Unlock a world of possibilities! Login now and discover the exclusive benefits awaiting you.
Dear All,
Hope all is well with everyone.
We are working on a Telecom Project and have to combine and save distinct Customer Information from the Customer Detail Files.
Each Day we receive the Customer Details files in csv format. CustomerDetail_YYYYMMDD.csv
ACCOUNTID, NAME, MSISDN, IMSI, STATUS
We filter the YYYYMMDD from the file and make a dimension FILE_DATE MM/DD/YYYY
Each day we get the the Customer Details along with any additions. What we want to do is to keep the earliest Customer Details.
For example -
We receive a file CustomerDetail_20160707.csv with the following information.
FILE_DATE,ACCOUNTID,NAME,MSISDN,IMSI,STATUS
7/7/2016,123,DAVE SMITH,123456789,8900987654321,ACTIVE
next day we receive CustomerDetail_20160708.csv with the following information.

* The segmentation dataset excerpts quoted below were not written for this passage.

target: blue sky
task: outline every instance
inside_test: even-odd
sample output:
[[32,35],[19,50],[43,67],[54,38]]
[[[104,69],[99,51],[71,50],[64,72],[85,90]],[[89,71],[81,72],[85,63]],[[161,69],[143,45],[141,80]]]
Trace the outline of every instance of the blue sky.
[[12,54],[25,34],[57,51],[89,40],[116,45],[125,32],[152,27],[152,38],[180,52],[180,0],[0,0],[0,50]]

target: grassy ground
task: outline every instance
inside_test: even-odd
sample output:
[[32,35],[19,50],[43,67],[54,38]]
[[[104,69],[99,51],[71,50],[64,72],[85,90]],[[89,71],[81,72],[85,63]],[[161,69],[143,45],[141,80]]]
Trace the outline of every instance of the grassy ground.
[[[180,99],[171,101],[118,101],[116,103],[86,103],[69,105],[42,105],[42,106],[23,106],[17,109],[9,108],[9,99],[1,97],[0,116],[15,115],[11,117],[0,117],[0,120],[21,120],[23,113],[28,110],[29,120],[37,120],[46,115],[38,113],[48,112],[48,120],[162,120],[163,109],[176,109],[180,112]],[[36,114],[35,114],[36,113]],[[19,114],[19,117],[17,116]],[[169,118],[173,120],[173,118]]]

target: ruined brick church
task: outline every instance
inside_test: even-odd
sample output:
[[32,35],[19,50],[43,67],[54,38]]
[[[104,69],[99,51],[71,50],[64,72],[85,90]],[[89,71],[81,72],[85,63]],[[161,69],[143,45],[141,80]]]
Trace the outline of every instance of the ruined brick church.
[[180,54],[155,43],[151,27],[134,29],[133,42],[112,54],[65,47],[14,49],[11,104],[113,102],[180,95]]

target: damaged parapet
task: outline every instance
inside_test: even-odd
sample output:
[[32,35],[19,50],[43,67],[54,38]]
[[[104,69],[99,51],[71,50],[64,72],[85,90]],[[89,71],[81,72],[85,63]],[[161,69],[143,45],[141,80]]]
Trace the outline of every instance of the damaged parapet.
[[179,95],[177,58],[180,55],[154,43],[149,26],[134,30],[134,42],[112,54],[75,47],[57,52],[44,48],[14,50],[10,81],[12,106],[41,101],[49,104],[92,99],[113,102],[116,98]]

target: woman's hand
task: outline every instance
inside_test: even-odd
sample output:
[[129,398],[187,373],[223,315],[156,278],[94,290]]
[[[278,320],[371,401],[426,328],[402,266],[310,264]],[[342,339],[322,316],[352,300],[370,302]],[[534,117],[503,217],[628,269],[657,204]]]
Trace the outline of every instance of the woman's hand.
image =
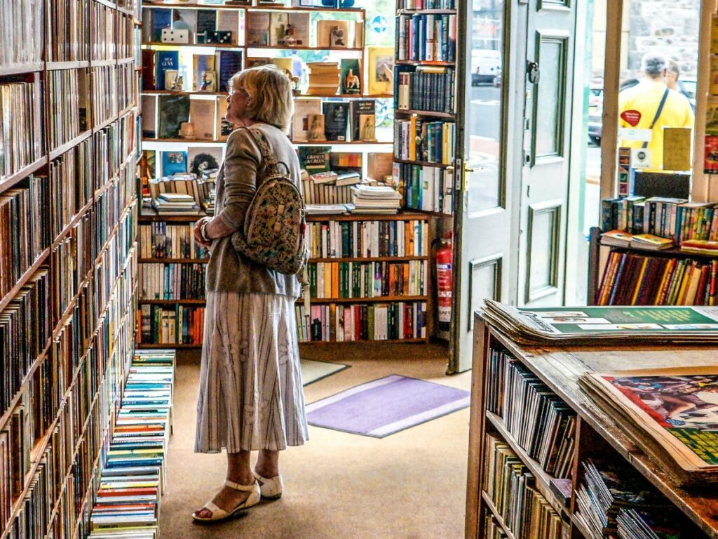
[[[205,223],[209,223],[212,221],[211,217],[202,217],[201,219],[195,223],[195,228],[192,230],[192,234],[195,236],[195,241],[197,241],[197,244],[205,247],[205,249],[209,249],[212,245],[212,241],[205,241],[205,239],[202,236],[202,227],[204,226]],[[206,231],[207,229],[205,228]]]

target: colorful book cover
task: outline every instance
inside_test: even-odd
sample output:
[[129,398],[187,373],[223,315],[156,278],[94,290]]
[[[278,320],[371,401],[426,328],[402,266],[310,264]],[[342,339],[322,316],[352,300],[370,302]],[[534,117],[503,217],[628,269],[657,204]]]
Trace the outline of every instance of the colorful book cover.
[[189,121],[189,96],[159,96],[159,138],[177,138],[180,125]]
[[180,68],[180,52],[177,50],[159,50],[157,56],[157,74],[154,78],[157,90],[166,90],[164,73],[168,70],[178,70]]

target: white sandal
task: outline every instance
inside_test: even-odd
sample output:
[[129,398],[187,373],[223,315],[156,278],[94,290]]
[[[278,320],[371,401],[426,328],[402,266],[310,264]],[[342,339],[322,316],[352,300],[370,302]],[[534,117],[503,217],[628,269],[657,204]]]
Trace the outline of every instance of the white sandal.
[[259,489],[263,498],[279,499],[281,497],[281,489],[284,484],[281,475],[268,479],[266,477],[262,477],[256,471],[253,471],[252,474],[254,475],[254,479],[259,483]]
[[208,502],[205,504],[205,507],[202,507],[202,509],[211,511],[212,516],[209,518],[205,518],[204,517],[200,517],[196,512],[194,512],[192,514],[192,517],[195,520],[200,520],[202,522],[224,520],[225,519],[233,517],[240,511],[243,511],[246,509],[249,509],[250,507],[256,505],[259,503],[259,500],[261,498],[261,492],[259,490],[259,484],[257,483],[256,481],[255,481],[252,484],[240,484],[239,483],[235,483],[233,481],[228,480],[225,481],[225,487],[228,487],[230,489],[234,489],[235,490],[239,490],[243,492],[251,492],[251,494],[249,494],[246,500],[229,512],[225,511],[223,509],[218,507],[216,504],[212,502]]

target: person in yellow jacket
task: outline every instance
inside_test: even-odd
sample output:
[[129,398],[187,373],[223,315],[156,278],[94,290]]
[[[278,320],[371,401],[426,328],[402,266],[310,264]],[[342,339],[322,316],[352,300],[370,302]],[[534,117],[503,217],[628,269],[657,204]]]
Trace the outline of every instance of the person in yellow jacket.
[[648,148],[651,170],[661,170],[663,167],[663,128],[693,129],[693,109],[685,96],[666,86],[668,60],[664,55],[656,52],[644,55],[640,67],[643,79],[618,94],[619,125],[650,129],[651,140],[621,140],[621,146]]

FILE_DATE,ACCOUNTID,NAME,MSISDN,IMSI,STATUS
7/8/2016,123,DAVE SMITH,123456789,8900987654321,ACTIVE
Now on 7/8/2016 we want to have just one record of DAVE SMITH with the FILE_DATE being 7/7/2016
7/7/2016,123,DAVE SMITH,123456789,8900987654321,ACTIVE
Then on 7/9 we receive the following file
FILE_DATE,ACCOUNTID,NAME,MSISDN,IMSI,STATUS
7/9/2016,123,JOHN,123456789,8900987654321,ACTIVE
Notice that the name changed so on 7/9 we would like to have two records
7/7/2016,123,DAVE SMITH,123456789,8900987654321,ACTIVE
7/9/2016,123,JOHN,123456789,8900987654321,ACTIVE
The way we approach it is that everyday we receive the file and then concatenate with the previous file.
We make a KEY of ACCOUNTID & NAME & MSISDN & IMSI & STATUS and then group it to find the count. If the count is 1 then we know it is unique and we add the new date to it.
Want to find out if there is another way we could approach it? because the customer details is growing to more than 2million records and the grouping is taking long time.
Will appreciate if someone can assist.
Thanks.
Maybe create a KEY made of ACCOUNTID & NAME in your script and use a WHERE NOT EXISTS(KEY, ACCOUNTID & NAME) clause when appending your new records.
Dear Stephen
Thanks for the prompt response.
1. How would i add the new date for each new record?
2. How would i use the where not exists clause? After concatenating thw old and previous files?
Thanks
1. Isn't the date part of your input data / file name?
2. Assuming you first load your historic data from QVD, then concatenate your new data, then store all into the QVD, something like
Data:
LOAD * FROM Historic.qvd (qvd);
Let vToday = Date(Today(1), 'YYYYMMDD');
CONCATENATE (Data)
LOAD FILE_DATE,ACCOUNTID,NAME,MSISDN,IMSI,STATUS, ACCOUNTID & NAME as KEY
FROM CustomerDetail_$(vToday).csv
(...)
WHERE NOT EXISTS(KEY, ACCOUNTID & NAME);
STORE Data INTO Historic.qvd (qvd);
Stephen
If i use where not exists on key and accountid&name then will it filter the distinct dates as per the requirement. Meaning if all the fields are the same between two dates then it will take only the min date?
Also can you tell me a bit about where not exists. We have two values in it - key and accountid&name. Howbdoes it work? It looks for the key in the first table (before concat) and then compares it with accountid&name in the second (after concat) ?
Thanks.
Exists() basically checks the values already loaded into the specified field / symbol table so far (including the current LOAD statement).
So LOAD order of your records is important, you need to load the dates / files in chronological order so that only the first / earliest date is kept.
Exists() can be used with one argument, a field name, then it checks the current field value against the loaded field values so far.
If you use Exists() with two arguments, first denotes the field / symbol table to check, second denotes an expression that creates the values you want to check. You would need this when you are building a key field that does not exists in your input table, only in your output table.